Kendra Kingsbury, 2022

Kingsbury, who was an analyst for the FBI, pleaded guilty in 2022 to two counts of violating the willful retention of national defense information provision after she was indicted by a federal grand jury in 2021 for possessing classified documents in her home. The Justice Department said Kingsbury took home approximately 386 classified documents from work over more than 12 years, including secret information related to counterterrorism intelligence sources and methods, open investigations, the FBI’s technical capabilities, intelligence gaps, and al Qaeda in Africa. Kingsbury, who was not charged with spying or giving documents to anyone, is scheduled to be sentenced next week.

Jeremy Brown, 2022

Brown, a retired Army Special Forces sergeant who later became involved with far-right group the Oath Keepers and ran for the Florida state House as a Republican, was convicted by a federal jury in 2022 for both possession of unregistered grenades and guns and for violating the willful retention of national defense information provision. When the FBI searched Brown’s home in 2021 upon arresting him over his alleged involvement in the pro-Trump riot at the US Capitol on January 6, 2021, they found the unlawful weapons and a classified “Trip Report” he had written in 2011 about the search in Afghanistan for missing soldier Bowe Bergdahl. Brown was sentenced in April to 7 years and 3 months in prison, though not solely over the classified document.

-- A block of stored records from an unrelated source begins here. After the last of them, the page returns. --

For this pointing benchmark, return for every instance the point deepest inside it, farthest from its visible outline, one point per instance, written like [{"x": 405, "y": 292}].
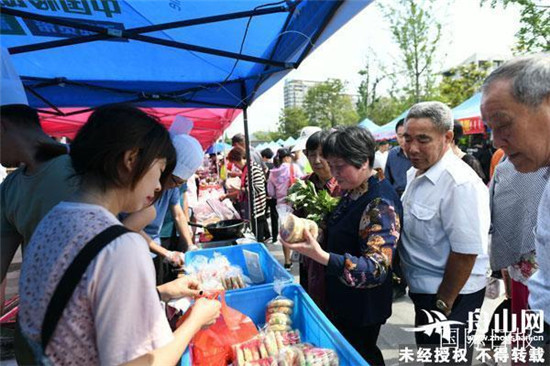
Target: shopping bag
[{"x": 212, "y": 346}]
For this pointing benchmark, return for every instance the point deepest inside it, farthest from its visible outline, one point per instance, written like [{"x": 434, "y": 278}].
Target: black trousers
[
  {"x": 262, "y": 228},
  {"x": 461, "y": 308},
  {"x": 362, "y": 338},
  {"x": 272, "y": 204}
]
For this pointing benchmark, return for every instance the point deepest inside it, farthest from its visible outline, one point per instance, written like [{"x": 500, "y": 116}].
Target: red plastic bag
[{"x": 212, "y": 346}]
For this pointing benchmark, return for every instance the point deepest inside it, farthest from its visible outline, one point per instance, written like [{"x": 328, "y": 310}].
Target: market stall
[{"x": 469, "y": 115}]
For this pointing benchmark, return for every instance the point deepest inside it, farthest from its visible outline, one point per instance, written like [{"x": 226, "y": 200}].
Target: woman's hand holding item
[
  {"x": 176, "y": 259},
  {"x": 310, "y": 248},
  {"x": 205, "y": 312},
  {"x": 180, "y": 287}
]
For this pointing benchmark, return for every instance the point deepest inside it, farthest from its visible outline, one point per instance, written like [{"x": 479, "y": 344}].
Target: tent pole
[{"x": 249, "y": 168}]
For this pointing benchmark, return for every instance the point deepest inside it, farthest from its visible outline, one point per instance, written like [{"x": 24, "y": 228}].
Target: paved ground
[{"x": 391, "y": 335}]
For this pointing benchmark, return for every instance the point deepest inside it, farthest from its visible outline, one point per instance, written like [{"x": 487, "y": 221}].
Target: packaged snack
[
  {"x": 278, "y": 318},
  {"x": 282, "y": 309},
  {"x": 292, "y": 229},
  {"x": 280, "y": 301}
]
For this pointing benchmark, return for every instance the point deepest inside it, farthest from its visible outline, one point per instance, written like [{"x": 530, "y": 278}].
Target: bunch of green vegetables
[{"x": 303, "y": 196}]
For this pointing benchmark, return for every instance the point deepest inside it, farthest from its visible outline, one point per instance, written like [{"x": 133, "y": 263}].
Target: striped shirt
[
  {"x": 514, "y": 200},
  {"x": 258, "y": 184}
]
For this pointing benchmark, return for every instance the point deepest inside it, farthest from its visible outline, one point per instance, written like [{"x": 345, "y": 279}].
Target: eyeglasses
[{"x": 178, "y": 181}]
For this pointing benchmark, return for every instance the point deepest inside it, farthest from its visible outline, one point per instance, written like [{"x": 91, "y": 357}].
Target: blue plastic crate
[
  {"x": 314, "y": 326},
  {"x": 271, "y": 268}
]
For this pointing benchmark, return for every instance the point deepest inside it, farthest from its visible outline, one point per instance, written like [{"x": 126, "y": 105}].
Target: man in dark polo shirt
[
  {"x": 398, "y": 163},
  {"x": 396, "y": 173}
]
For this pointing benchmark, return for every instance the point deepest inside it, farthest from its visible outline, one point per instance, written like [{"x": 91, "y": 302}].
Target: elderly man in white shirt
[
  {"x": 516, "y": 105},
  {"x": 445, "y": 226}
]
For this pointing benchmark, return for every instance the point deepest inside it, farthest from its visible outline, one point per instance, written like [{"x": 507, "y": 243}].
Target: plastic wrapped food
[
  {"x": 292, "y": 229},
  {"x": 217, "y": 273},
  {"x": 278, "y": 318}
]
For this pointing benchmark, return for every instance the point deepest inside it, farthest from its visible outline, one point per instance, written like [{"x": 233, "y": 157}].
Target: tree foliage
[
  {"x": 327, "y": 106},
  {"x": 291, "y": 121},
  {"x": 460, "y": 83},
  {"x": 267, "y": 136},
  {"x": 534, "y": 34},
  {"x": 417, "y": 34},
  {"x": 378, "y": 108}
]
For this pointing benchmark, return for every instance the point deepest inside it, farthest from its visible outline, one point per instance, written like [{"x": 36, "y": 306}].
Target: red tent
[{"x": 209, "y": 123}]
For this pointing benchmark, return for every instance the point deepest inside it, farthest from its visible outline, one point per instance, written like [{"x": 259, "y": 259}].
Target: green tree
[
  {"x": 371, "y": 76},
  {"x": 534, "y": 34},
  {"x": 460, "y": 83},
  {"x": 327, "y": 106},
  {"x": 387, "y": 108},
  {"x": 267, "y": 136},
  {"x": 291, "y": 121},
  {"x": 417, "y": 34}
]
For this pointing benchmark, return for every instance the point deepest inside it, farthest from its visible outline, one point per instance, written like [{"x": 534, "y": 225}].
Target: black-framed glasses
[{"x": 178, "y": 181}]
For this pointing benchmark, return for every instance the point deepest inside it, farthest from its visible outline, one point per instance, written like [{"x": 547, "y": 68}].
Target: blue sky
[{"x": 468, "y": 29}]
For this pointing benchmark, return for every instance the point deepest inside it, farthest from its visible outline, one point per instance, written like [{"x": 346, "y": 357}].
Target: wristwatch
[{"x": 442, "y": 305}]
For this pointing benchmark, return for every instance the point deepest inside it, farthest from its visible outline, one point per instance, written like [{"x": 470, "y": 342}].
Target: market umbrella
[{"x": 218, "y": 147}]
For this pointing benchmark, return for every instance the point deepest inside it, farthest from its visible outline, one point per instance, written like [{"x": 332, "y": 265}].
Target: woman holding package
[
  {"x": 280, "y": 179},
  {"x": 121, "y": 156},
  {"x": 312, "y": 274},
  {"x": 361, "y": 238}
]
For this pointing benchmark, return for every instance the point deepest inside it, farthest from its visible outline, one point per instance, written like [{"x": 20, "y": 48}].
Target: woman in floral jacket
[{"x": 361, "y": 236}]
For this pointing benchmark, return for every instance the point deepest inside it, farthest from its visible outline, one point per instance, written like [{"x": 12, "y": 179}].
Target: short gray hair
[
  {"x": 529, "y": 76},
  {"x": 439, "y": 113}
]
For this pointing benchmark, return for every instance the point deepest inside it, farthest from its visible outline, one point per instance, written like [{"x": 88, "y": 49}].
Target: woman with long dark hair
[
  {"x": 361, "y": 239},
  {"x": 121, "y": 157}
]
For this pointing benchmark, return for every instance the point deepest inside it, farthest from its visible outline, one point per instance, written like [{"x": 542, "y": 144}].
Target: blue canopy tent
[
  {"x": 469, "y": 115},
  {"x": 369, "y": 125},
  {"x": 162, "y": 53}
]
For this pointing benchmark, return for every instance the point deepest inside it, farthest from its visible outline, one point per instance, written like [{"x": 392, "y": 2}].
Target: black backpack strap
[{"x": 72, "y": 277}]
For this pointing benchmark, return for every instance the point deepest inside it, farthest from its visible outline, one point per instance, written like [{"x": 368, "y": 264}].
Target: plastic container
[
  {"x": 267, "y": 264},
  {"x": 314, "y": 326}
]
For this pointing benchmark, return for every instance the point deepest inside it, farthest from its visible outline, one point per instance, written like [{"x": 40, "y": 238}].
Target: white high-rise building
[{"x": 295, "y": 92}]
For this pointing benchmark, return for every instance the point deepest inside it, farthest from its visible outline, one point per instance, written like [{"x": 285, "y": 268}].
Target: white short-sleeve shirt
[
  {"x": 445, "y": 209},
  {"x": 114, "y": 315},
  {"x": 539, "y": 283}
]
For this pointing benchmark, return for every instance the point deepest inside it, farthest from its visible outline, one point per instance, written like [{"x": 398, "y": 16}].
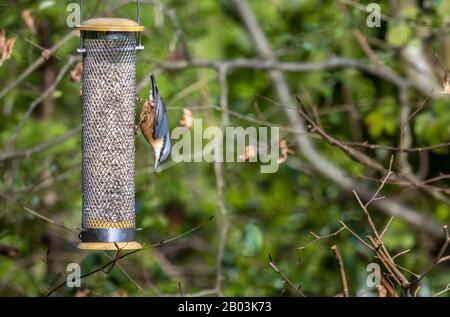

Ahmedelhadi Yassin Serageldin, 2019

Serageldin, who had worked as a systems engineer for defense company Raytheon, pleaded guilty in 2019 to one count of violating the willful retention of national defense information provision. The Justice Department said he had more than 570 documents marked as classified at his home, including some regarding US missile defense, and had altered or removed the classification markings on about 50 documents. He was not charged with spying or giving documents to anyone. He was sentenced in 2020 to 18 months in prison.

Harold Martin, 2019

Martin, who was a contractor for the National Security Agency, pleaded guilty in 2019 to one count of violating the willful retention of national defense information provision after he was indicted in 2017 for possessing, in his home and car, a massive quantity of classified material he had taken from work over the course of more than 15 years; he had been charged with 20 counts for 20 particular documents identified in the indictment. Martin was not charged with spying or giving the documents to anyone, and his lawyer portrayed him as a “compulsive hoarder.” He was sentenced in 2019 to 9 years in prison.

Weldon Marshall, 2018

Marshall pleaded guilty in 2018 to one count of violating the willful retention of national defense information provision for having classified material at his home from his job as a defense contractor and his prior service in the Navy. The Justice Department said he retained classified information about the country’s “nuclear command, control and communications” and about ground operations in Afghanistan, among other matters. He was not charged with spying or giving the documents to anyone. He was sentenced in 2018 to 41 months in prison.

Nghia Pho, 2017

Pho, who was a developer for the National Security Agency’s hacking unit, pleaded guilty in 2017 to one count of violating the willful retention of national defense information provision by taking classified documents and writings home from work over the course of roughly five years – for the purpose, Pho said, of getting extra work done on nights and weekends, as The New York Times has reported. Russian hackers are believed to have stolen important classified material from Pho after he took it home, but he was not charged with spying or deliberately giving the material to anyone. He was sentenced in 2018 to 5.5 years in prison.